Not disclosing holds risks negatively affecting credit and disrupting debt repayment plans for all parties involved. It also risks straining relationships with creditors and lenders and can lead them to pursue legal action, among other consequences.
In a statement, MPT called the article "false and misleading," saying that holds like this are a “standard, expected, and noncontroversial part of the approval process for this transaction,” and that it has been advised that the chances of regulators not approving the transaction are “highly unlikely.”

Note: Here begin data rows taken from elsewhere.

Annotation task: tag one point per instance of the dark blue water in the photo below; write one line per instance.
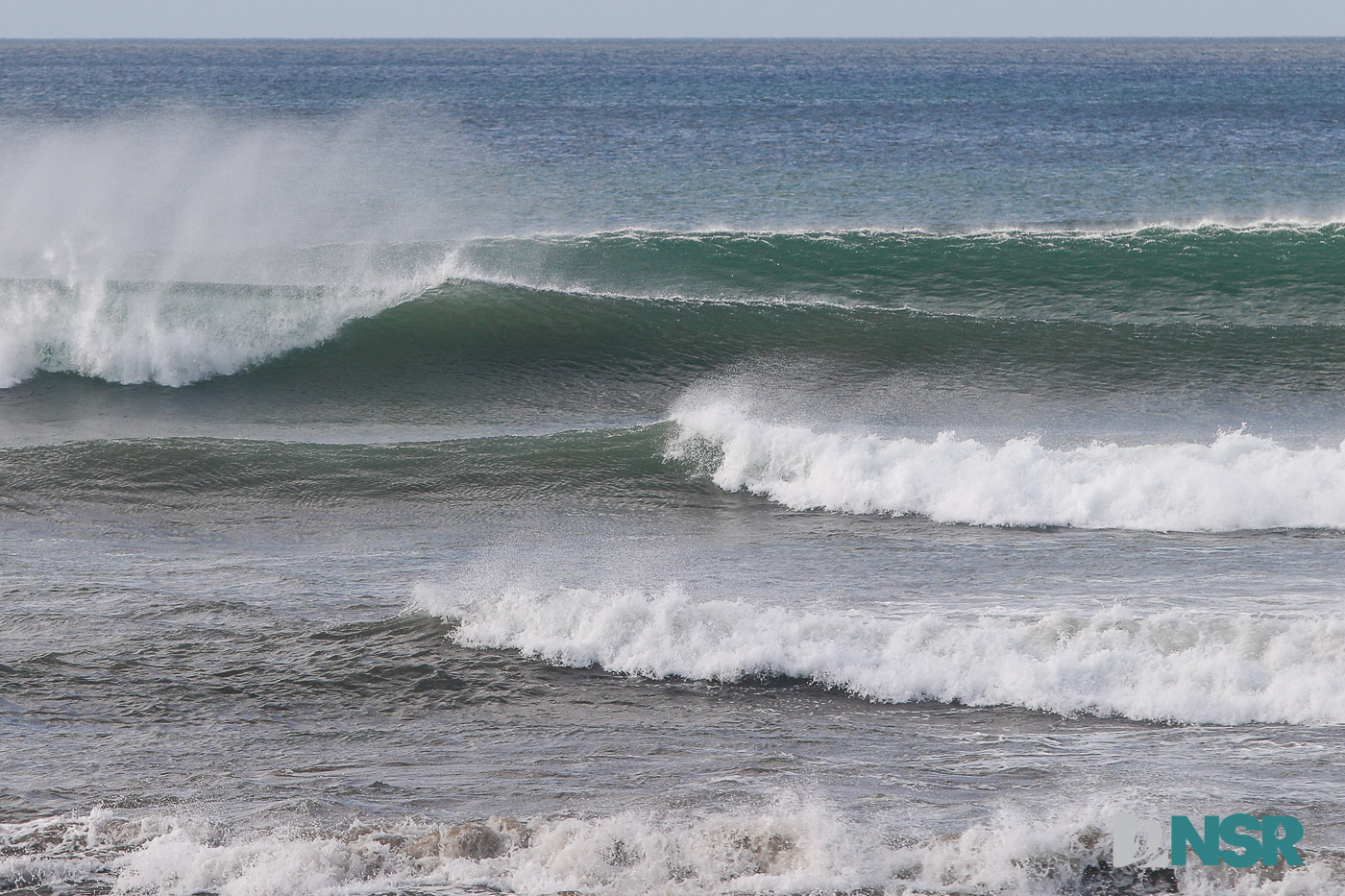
(666, 467)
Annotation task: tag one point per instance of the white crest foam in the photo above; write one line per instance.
(1236, 482)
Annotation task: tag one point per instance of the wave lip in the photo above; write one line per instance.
(1177, 665)
(1237, 482)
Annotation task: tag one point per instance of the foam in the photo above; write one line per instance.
(793, 846)
(177, 334)
(1236, 482)
(1174, 665)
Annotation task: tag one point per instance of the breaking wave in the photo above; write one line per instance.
(1174, 665)
(1236, 482)
(1203, 301)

"In the unlikely event that the regulator does not grant approval for the transaction, MPT's investment in PHP would remain a convertible note with identical economics to equity ownership. As a result, DMHC's request was deemed immaterial to MPT's financials and thus did not require disclosure,” said MPT.
It maintains that it legally complied with accounting requirements in the report about its $68 million equity investment as part of its earnings for that quarter and that the DMHC approval process was entirely unrelated.
It also accused the Journal of “wholly disregarding” information it supplied about the transaction and its investment in PHP, and of proceeding with the story without giving Prospect a chance to clarify necessary details, despite the hospital operator saying that it would.
Amid rising interest rates and tighter margins, MPT is facing a period of contraction, and has been lending financial support to its affiliates, including Prospect and Steward Health Care,
reported financial global news outlet PYMNTS.
According to Benzinga, MPT will continue to look at refinancing, sales, and joint venture options for repaying debt, and has identified certain non-leased and non-real estate assets to be sold. It will also scale back discretionary operating expenses.
MPT was formed in 2003 in Alabama and has grown to manage 444 facilities and approximately 44,000 licensed beds in ten countries and across four continents.